Sos pomidorowy mi kojarzy się najbardziej z domową pizzą. Można użyć go właśnie w taki sposób, ale też w inny np. Robiąc domowy sos pomidorowy należy jednak pamiętać o kilku ważnych zasadach.
Należy przede wszystkim pamiętać, by wybierać pomidory, które mają mało pestek np. pomidory paprykowe lub pomidory z puszki, jeśli nie trwa akurat na nie sezon. Sos gotuje się w garnku o grubym dnie i często go miesza, aby się nie przypalił. Dodaj do sosu, zeszkloną i posiekaną drobno cebulkę i czosnek, które są posypane cukrem (na 2 kg pomidorów sypiemy 3 łyżki cukru). Smażymy do czasu karmelizacji cukru i dopiero dodajemy pomidory. Całość gotuje się około dwóch godzin.

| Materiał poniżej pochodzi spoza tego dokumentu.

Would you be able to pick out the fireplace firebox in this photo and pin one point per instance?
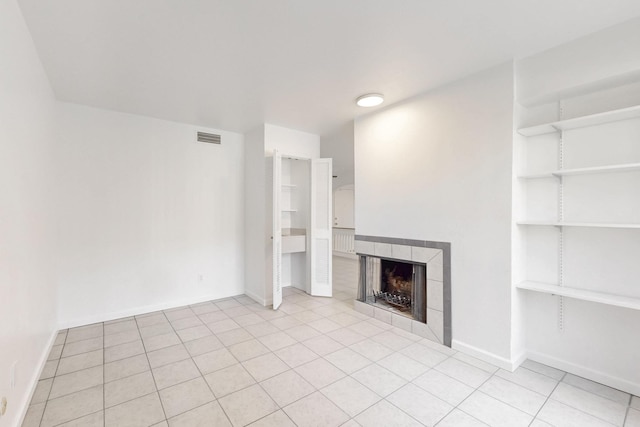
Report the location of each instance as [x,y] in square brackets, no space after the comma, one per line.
[398,286]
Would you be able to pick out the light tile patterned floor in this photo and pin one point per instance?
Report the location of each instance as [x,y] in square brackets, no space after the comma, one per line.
[314,362]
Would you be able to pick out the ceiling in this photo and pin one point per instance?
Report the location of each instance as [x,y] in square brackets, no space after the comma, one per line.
[233,64]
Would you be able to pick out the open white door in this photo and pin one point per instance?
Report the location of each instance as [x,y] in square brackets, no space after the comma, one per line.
[319,246]
[277,230]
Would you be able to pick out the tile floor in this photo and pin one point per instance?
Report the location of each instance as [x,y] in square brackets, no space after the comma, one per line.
[314,362]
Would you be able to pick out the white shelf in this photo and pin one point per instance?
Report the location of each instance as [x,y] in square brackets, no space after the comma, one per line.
[537,175]
[582,294]
[579,224]
[580,122]
[627,167]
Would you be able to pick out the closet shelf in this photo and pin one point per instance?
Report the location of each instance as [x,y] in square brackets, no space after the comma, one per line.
[583,121]
[581,294]
[579,224]
[626,167]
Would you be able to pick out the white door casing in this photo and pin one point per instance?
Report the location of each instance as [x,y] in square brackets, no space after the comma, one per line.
[319,245]
[277,230]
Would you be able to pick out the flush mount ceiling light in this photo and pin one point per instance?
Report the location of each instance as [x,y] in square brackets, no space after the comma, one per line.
[370,100]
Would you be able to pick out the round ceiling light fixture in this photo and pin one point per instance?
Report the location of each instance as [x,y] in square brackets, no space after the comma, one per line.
[370,100]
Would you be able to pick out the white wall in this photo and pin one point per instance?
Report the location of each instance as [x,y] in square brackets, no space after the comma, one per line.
[338,145]
[599,59]
[291,142]
[438,167]
[27,282]
[596,341]
[148,218]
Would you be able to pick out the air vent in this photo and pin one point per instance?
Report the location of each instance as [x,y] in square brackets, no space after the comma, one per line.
[209,138]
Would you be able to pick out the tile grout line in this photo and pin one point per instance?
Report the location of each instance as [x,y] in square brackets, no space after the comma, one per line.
[322,334]
[53,379]
[157,392]
[215,399]
[104,388]
[545,401]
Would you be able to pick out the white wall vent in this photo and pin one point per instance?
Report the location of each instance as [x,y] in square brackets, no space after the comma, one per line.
[209,138]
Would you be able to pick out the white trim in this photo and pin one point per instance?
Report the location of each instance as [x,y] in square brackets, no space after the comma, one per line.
[140,310]
[24,405]
[484,355]
[582,371]
[345,255]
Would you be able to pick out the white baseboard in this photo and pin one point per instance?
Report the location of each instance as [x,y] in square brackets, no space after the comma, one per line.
[24,405]
[484,355]
[582,371]
[105,317]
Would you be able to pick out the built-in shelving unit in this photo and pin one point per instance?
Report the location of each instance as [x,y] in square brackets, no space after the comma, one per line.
[551,199]
[583,121]
[579,224]
[582,294]
[627,167]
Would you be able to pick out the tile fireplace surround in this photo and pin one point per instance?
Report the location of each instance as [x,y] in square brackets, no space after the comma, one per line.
[437,258]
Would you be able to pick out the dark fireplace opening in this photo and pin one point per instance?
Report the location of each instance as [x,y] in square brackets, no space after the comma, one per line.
[396,284]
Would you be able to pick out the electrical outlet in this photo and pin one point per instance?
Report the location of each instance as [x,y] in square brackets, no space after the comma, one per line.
[12,375]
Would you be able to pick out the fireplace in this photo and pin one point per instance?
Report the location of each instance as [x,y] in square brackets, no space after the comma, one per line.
[398,286]
[406,283]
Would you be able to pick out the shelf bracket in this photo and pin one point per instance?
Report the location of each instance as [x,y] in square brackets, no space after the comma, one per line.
[560,218]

W tym czasie gotujemy zalewę: 1/4 szklanki octu z goździkami, zielem angielskim, liśćmi laurowymi, pieprzem, chilli i estragonem. Gotujemy to przez 1,5 godziny, po czym przecedzamy. Do sosu pomidorowego możemy dodać, podobnie jak do domowego ketchupu, jabłka, śliwki i maliny w proporcji 400 g owoców na 2 kg pomidorów.

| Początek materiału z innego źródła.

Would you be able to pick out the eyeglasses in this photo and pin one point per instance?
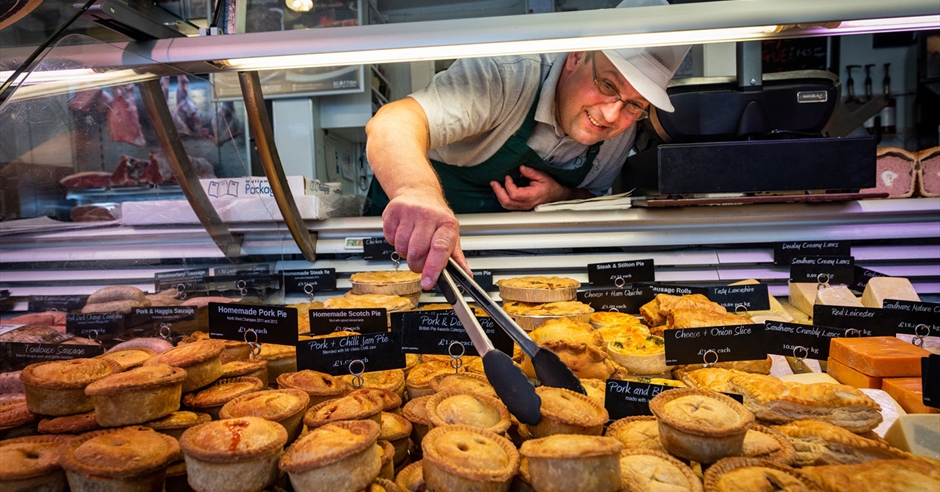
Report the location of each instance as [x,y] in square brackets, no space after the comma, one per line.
[609,90]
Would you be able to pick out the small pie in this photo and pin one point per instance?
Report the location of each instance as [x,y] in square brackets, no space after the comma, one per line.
[339,457]
[138,395]
[201,360]
[318,385]
[210,400]
[452,407]
[239,455]
[820,443]
[129,358]
[645,469]
[538,289]
[388,282]
[640,432]
[176,423]
[58,387]
[284,406]
[754,474]
[249,368]
[573,463]
[363,406]
[700,425]
[568,412]
[32,464]
[69,424]
[114,459]
[460,458]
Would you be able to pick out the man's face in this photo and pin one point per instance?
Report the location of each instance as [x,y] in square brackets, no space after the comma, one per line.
[586,114]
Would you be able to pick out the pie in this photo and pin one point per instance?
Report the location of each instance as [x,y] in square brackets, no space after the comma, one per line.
[644,469]
[114,459]
[640,432]
[176,423]
[339,457]
[138,395]
[754,474]
[700,425]
[388,282]
[58,387]
[820,443]
[284,406]
[451,408]
[319,386]
[350,407]
[201,359]
[210,400]
[568,412]
[461,458]
[249,368]
[129,358]
[538,289]
[239,454]
[32,463]
[573,463]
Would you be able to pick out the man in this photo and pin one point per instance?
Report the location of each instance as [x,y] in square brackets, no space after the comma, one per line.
[507,133]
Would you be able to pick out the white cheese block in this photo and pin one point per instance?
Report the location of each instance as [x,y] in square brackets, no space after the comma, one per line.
[917,434]
[880,288]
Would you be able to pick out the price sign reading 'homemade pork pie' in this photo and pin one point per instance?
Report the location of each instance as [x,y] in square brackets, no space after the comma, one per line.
[714,344]
[270,324]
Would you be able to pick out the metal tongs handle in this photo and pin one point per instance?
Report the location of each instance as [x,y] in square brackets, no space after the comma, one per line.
[549,368]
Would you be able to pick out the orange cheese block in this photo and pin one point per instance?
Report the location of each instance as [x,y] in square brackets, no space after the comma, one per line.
[846,375]
[886,357]
[909,393]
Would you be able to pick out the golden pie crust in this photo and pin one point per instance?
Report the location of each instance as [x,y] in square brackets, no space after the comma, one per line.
[69,424]
[201,360]
[318,385]
[538,289]
[138,395]
[339,456]
[284,406]
[566,462]
[754,474]
[568,412]
[58,387]
[453,407]
[639,432]
[251,368]
[820,443]
[32,463]
[129,358]
[362,406]
[700,425]
[106,459]
[642,470]
[210,399]
[176,423]
[388,282]
[239,454]
[463,458]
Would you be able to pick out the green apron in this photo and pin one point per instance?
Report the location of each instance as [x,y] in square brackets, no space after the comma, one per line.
[467,189]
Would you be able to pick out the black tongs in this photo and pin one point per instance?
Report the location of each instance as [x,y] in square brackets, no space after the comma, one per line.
[512,386]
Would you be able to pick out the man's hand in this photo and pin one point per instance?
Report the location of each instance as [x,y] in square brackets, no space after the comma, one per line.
[425,231]
[542,189]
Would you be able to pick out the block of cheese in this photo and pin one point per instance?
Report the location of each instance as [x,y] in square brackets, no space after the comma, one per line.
[909,393]
[886,357]
[916,434]
[846,375]
[775,307]
[880,288]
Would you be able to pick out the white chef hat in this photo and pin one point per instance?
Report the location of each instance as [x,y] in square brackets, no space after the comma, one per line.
[649,69]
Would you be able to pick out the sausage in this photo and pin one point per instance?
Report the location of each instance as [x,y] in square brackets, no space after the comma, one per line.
[116,293]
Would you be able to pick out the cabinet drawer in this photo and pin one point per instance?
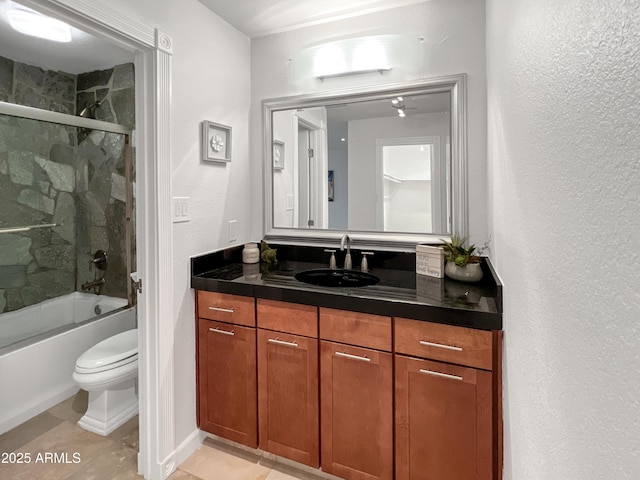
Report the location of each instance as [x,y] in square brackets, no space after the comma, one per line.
[460,345]
[288,317]
[361,329]
[227,308]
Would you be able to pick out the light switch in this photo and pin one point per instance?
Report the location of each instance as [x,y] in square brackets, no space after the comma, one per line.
[181,209]
[233,230]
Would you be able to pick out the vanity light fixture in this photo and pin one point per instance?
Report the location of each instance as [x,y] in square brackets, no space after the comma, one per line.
[30,22]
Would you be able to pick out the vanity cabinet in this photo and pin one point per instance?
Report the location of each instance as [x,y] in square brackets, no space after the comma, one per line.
[356,386]
[226,367]
[364,397]
[288,381]
[444,409]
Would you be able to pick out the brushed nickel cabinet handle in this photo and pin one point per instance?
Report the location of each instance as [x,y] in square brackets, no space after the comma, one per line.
[353,357]
[282,342]
[438,374]
[224,332]
[220,309]
[439,345]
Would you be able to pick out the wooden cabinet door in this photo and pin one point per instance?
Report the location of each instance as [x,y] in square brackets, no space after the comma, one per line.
[227,381]
[288,396]
[356,386]
[443,421]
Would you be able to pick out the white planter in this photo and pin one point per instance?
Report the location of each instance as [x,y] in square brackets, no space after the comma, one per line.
[471,272]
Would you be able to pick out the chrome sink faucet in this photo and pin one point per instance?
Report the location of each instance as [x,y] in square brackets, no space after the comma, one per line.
[347,258]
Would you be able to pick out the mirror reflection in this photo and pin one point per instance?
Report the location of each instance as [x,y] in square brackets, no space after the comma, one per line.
[381,165]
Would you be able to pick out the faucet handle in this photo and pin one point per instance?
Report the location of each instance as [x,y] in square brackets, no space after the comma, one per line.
[364,265]
[332,261]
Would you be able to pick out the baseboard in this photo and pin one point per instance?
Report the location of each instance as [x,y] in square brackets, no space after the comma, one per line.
[187,447]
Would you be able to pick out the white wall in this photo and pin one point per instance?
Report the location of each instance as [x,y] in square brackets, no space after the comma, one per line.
[284,180]
[338,209]
[210,82]
[564,170]
[364,175]
[454,33]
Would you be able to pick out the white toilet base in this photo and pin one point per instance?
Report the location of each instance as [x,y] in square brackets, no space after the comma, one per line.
[110,409]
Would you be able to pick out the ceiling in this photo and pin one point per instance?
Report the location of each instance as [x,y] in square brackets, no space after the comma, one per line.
[85,53]
[252,17]
[256,18]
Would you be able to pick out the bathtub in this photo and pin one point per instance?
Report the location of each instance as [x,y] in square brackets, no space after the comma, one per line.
[39,346]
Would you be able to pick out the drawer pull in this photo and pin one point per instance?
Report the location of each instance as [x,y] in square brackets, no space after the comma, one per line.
[282,342]
[439,345]
[438,374]
[353,357]
[220,309]
[224,332]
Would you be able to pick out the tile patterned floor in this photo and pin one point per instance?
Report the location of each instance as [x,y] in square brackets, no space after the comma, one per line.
[115,457]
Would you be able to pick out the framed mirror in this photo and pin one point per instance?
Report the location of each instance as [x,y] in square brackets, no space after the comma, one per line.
[385,164]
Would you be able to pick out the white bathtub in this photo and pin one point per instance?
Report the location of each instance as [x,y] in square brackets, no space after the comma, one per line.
[42,344]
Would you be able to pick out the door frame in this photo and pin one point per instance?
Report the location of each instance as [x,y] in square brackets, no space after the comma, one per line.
[152,50]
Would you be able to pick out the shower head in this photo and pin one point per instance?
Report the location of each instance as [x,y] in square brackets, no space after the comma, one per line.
[90,110]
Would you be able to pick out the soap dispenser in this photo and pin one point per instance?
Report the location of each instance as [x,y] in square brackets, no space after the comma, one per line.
[332,261]
[364,265]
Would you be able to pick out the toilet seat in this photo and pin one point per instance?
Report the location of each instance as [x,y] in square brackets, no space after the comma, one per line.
[113,352]
[108,371]
[110,366]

Gdy sos pomidorowy już się zagotuje, przecedzamy go przez sitko, następnie doprowadzamy do wrzenia, zmniejszamy ogień i gotujemy jeszcze pół godziny. Po tym czasie dodajemy zalewę, gotujemy chwilę i solimy.

Taki domowy sos pomidorowy przelewamy jeszcze gorący do słoiczków lub butelek. Zakręcamy, a po ostygnięciu możemy trzymać go w lodówce przez 2-3 tygodnie. Jeśli sos poddamy pasteryzacji, możemy trzymać go znacznie dłużej, nawet do dziewięciu miesięcy w ciemnym miejscu.